I am looking for a fast way to set my collection of hdf files into a numpy array where each row is a flattened version of an image. What I exactly mean:
My hdf files store, beside other informations, images per frames. Each file holds 51 frames with 512x424 images. Now I have 300+ hdf files and I want the image pixels to be stored as one single vector per frame, where all frames of all images are stored in one numpy ndarray. The following picture should help to understand:
What I got so far is a very slow method, and I actually have no idea how i can make it faster. The problem is that my final array is called too often, as far as I think.

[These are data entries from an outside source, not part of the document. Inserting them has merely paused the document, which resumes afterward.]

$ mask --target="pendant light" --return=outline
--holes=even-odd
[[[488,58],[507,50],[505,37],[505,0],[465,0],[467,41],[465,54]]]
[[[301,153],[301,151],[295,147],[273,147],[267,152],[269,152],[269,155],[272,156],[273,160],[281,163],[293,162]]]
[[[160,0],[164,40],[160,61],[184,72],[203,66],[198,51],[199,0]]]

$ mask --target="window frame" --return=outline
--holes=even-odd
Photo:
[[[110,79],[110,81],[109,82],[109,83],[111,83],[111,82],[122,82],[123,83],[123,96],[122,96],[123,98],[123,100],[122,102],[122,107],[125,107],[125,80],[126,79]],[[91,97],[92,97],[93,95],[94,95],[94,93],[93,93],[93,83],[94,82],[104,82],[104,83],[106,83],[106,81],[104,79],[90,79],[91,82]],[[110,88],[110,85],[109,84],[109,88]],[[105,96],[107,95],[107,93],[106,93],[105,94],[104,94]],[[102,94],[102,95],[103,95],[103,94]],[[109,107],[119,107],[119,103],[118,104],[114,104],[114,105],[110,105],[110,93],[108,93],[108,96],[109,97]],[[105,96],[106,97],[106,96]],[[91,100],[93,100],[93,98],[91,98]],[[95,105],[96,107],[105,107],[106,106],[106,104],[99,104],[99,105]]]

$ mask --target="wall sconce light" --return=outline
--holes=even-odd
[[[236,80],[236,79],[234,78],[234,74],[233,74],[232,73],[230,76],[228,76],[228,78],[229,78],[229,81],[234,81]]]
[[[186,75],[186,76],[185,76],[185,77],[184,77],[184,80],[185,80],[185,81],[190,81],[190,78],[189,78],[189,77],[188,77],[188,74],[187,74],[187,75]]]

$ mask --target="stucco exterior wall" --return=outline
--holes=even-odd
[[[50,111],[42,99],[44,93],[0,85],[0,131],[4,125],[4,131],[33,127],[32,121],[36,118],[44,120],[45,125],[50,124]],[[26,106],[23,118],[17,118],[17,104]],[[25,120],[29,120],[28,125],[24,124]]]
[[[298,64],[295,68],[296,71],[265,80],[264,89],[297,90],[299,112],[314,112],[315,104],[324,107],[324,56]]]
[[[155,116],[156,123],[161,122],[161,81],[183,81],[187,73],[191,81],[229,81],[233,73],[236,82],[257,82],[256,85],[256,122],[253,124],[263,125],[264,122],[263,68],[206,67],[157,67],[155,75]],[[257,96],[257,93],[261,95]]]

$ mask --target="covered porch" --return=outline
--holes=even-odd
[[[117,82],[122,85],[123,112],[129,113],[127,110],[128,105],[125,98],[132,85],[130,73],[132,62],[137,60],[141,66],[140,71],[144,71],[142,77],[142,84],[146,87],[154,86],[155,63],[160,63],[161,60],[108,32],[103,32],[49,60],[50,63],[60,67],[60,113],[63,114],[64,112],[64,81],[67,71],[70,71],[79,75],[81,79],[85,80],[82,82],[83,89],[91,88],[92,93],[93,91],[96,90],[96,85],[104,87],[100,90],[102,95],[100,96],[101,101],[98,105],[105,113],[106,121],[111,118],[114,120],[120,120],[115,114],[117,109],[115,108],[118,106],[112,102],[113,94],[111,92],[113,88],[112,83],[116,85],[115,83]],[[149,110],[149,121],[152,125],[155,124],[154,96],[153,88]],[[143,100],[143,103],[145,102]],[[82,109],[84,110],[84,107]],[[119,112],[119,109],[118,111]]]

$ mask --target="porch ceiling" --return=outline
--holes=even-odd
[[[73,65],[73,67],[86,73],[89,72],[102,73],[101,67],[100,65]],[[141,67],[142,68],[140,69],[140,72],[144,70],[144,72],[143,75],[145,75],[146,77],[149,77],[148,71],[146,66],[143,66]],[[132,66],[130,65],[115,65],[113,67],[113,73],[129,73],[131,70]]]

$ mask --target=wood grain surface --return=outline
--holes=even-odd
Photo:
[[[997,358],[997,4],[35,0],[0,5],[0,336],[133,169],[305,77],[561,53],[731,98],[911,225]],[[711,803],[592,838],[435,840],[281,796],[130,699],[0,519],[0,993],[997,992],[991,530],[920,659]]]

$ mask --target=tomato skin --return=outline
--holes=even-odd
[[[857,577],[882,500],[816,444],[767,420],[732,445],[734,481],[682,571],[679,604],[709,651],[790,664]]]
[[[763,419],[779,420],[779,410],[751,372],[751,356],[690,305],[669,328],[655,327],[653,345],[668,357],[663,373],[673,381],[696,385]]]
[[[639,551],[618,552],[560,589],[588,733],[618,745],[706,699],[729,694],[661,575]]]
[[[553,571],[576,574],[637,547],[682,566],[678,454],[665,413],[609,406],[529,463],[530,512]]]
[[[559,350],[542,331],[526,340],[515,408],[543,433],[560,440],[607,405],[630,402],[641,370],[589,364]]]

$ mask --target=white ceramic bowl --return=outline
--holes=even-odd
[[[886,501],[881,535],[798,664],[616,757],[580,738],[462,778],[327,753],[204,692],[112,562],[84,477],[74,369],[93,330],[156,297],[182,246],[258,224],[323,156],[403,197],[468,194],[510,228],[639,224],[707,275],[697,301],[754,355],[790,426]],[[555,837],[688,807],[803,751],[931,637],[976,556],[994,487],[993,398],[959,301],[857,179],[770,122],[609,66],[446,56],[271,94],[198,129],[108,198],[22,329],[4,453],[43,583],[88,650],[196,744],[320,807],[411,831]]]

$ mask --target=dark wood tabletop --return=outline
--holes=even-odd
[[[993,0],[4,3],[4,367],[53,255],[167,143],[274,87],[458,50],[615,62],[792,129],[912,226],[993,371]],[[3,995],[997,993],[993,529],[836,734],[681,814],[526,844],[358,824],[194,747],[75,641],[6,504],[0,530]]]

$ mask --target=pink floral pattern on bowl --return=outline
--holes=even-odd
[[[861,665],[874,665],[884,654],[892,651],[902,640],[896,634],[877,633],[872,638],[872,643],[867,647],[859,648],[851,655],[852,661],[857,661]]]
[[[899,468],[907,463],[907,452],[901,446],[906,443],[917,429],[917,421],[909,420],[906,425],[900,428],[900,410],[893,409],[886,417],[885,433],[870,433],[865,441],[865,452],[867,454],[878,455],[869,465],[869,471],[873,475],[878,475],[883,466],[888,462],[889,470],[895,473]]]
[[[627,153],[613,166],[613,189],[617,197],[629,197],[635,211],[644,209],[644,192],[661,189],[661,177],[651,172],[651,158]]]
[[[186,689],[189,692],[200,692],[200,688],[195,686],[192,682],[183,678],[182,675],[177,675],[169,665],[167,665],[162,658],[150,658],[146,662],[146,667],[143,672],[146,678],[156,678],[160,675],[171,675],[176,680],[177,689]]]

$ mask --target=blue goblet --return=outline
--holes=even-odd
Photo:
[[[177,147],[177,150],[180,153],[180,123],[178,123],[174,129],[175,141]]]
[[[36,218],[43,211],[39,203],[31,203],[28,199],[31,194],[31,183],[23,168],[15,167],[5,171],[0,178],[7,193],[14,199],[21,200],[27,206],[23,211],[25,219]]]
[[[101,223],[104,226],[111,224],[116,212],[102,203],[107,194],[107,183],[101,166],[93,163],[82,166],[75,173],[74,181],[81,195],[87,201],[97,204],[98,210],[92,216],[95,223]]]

Since I observe that the first files are loaded into the array very fast but speed decreases fast. (observed by printing the number of the current hdf file)
My current code:
os.chdir(os.getcwd()+"\\datasets")
# predefine first row to use vstack later
numpy_data = np.ndarray((1,217088))
# search for all .hdf files
for idx, file in enumerate(glob.glob("*.hdf5")):
f = h5py.File(file, 'r')
# load all img data to imgs (=ndarray, but not flattened)
imgs = f['img']['data'][:]
# iterate over all frames (50)
for frame in range(0, imgs.shape[0]):
print("processing {}/{} (file/frame)".format(idx+1,frame+1))
data = np.array(imgs[frame].flatten())
numpy_data = np.vstack((numpy_data, data))
# delete first row after another is one is stored
if idx == 0 and frame == 0:
numpy_data = np.delete(numpy_data, 0,0)
f.close()
For further information, I need this for learning a decision tree. Since my hdf file is bigger than my RAM, I think converting into a numpy array save memory and is therefore better suited.
Thanks for every input.